Baked Tortellini Alfredo With Mushrooms

If you are ever in a rush and need the makings of quick, satisfying meal, pick up a package of refrigerated tortellini from your grocery store. You can cook it up and add a convenient jarred sauce, make your own alfredo sauce, or drizzle the pasta with olive oil and spices, and top with cherry tomatoes. You get the picture - tortellini to the rescue. For this super-fast variation of tortellini alfredo (dinner in under 25 minutes? Done!) we start this skillet supper by cooking down a package of cremini mushrooms. Let the mushrooms cook all the way to allow excess moisture to evaporate. For a rich, thick sauce, use a mixture of heavy cream and whole milk for added richness. While pre-shredded parmesan cheese is very convenient, for best results shred your own. Pre-shredded cheese is often coated with preservatives to prevent clumping, which also keeps it from thoroughly melting. After a quick crisp under the broiler, you are ready to serve this baked tortellini alfredo right from the skillet.

Baked Tortellini Alfredo with Mushrooms
Photo: Antonis Achilleos; Prop Styling: Christine Keely; Food Styling: Emily Nabors Hall
Cook Time:
10 mins
Active Time:
15 mins
Total Time:
25 mins


  • ¼ cup unsalted butter 

  • 1 (8-oz.) pkg. cremini mushrooms, sliced (4 cups sliced)

  • 2 garlic cloves, minced (about 2 tsp.)

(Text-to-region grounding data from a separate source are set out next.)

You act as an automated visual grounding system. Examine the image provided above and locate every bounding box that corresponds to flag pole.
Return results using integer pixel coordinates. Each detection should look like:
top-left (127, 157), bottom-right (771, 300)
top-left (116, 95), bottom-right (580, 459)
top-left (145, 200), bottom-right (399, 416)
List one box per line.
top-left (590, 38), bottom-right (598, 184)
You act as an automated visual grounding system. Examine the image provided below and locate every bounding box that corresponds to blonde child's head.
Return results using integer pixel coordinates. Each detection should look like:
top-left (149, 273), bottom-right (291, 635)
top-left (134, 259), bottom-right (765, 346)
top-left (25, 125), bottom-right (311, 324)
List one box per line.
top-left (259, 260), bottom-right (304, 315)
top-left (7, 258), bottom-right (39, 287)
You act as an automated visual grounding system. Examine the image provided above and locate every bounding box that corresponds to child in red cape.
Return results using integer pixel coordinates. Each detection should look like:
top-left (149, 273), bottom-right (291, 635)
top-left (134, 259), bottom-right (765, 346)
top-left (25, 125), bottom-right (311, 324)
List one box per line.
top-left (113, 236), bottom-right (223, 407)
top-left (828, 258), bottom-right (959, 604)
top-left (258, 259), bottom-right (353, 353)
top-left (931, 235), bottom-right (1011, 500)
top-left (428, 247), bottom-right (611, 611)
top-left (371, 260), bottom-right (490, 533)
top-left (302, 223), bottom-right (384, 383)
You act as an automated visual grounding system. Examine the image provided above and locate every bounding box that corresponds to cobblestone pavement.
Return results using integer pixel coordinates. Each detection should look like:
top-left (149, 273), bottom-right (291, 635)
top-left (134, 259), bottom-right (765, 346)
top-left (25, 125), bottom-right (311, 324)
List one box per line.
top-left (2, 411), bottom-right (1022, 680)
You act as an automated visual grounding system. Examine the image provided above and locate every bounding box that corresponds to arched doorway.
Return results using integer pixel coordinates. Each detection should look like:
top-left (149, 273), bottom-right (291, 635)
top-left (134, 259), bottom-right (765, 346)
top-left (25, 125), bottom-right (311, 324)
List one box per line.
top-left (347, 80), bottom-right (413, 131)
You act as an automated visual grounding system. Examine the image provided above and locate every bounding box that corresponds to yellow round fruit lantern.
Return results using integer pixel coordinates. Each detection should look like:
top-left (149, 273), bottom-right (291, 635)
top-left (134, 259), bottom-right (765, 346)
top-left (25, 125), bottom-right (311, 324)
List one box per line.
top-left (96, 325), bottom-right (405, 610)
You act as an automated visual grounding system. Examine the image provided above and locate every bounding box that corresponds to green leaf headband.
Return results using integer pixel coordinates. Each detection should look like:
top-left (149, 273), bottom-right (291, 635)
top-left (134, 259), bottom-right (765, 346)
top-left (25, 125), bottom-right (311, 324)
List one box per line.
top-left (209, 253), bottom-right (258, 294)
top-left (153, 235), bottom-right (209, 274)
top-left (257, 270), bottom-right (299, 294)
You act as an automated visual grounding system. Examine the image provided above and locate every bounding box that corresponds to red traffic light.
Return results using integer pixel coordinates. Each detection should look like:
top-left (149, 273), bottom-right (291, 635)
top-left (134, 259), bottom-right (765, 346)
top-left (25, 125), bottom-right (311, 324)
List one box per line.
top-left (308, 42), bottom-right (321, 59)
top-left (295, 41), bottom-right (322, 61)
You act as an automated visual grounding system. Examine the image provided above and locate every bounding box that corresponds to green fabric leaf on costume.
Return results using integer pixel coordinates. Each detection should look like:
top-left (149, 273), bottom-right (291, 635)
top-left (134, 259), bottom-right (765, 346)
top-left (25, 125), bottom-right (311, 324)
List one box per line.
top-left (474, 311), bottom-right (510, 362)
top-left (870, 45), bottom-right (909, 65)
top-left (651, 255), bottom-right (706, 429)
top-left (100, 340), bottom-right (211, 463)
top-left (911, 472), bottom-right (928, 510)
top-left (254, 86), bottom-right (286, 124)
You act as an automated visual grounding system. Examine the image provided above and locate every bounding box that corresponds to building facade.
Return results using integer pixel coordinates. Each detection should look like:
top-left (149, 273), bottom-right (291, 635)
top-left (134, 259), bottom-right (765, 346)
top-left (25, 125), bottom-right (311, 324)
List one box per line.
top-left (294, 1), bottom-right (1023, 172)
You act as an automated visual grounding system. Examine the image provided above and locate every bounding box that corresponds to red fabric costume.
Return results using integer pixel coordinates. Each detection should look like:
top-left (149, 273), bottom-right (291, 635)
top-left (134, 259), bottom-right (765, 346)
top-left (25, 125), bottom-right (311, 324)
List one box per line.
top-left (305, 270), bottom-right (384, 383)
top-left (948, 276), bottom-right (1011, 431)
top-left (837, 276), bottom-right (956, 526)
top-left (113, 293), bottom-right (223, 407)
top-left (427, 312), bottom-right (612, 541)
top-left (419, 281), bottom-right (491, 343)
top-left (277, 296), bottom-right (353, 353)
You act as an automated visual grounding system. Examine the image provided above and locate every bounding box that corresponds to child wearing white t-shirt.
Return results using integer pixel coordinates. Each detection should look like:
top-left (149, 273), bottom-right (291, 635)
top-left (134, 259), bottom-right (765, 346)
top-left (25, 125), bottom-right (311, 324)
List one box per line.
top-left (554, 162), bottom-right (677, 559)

  • 1 cup heavy whipping cream

  • ½ cup whole milk

  • ½ teaspoon kosher salt

  • ¼ teaspoon black pepper

  • ¼ teaspoon ground nutmeg

  • 8 ounces Parmesan cheese, finely shredded (about 2 cups), divided

  • 2 (8-oz.) pkg. refrigerated three-cheese tortellini (such as Buitoni), cooked according to pkg. directions 

  • 2 tablespoons chopped fresh flat-leaf parsley


  1. Preheat oven to broil with rack 8 inches from heat. Melt butter in a 10-inch ovenproof skillet over medium. Add mushrooms in even layer, and cook, undisturbed, 4 minutes. Stir and continue cooking, stirring occasionally, until golden brown, about 4 minutes. Stir in garlic. Cook, stirring constantly, until fragrant, about 1 minute.

  2. Stir in cream and milk; bring to a simmer over medium, stirring occasionally. Cook, stirring often, until slightly thickened, about 8 minutes. Stir in salt, pepper, nutmeg, and 1 ¾ cups of the Parmesan until smooth.

  3. Stir in cooked tortellini until coated. Sprinkle with remaining ¼ cup Parmesan. Broil in preheated oven until sauce is bubbly and cheese is light golden brown, 3 to 5 minutes. Sprinkle with parsley.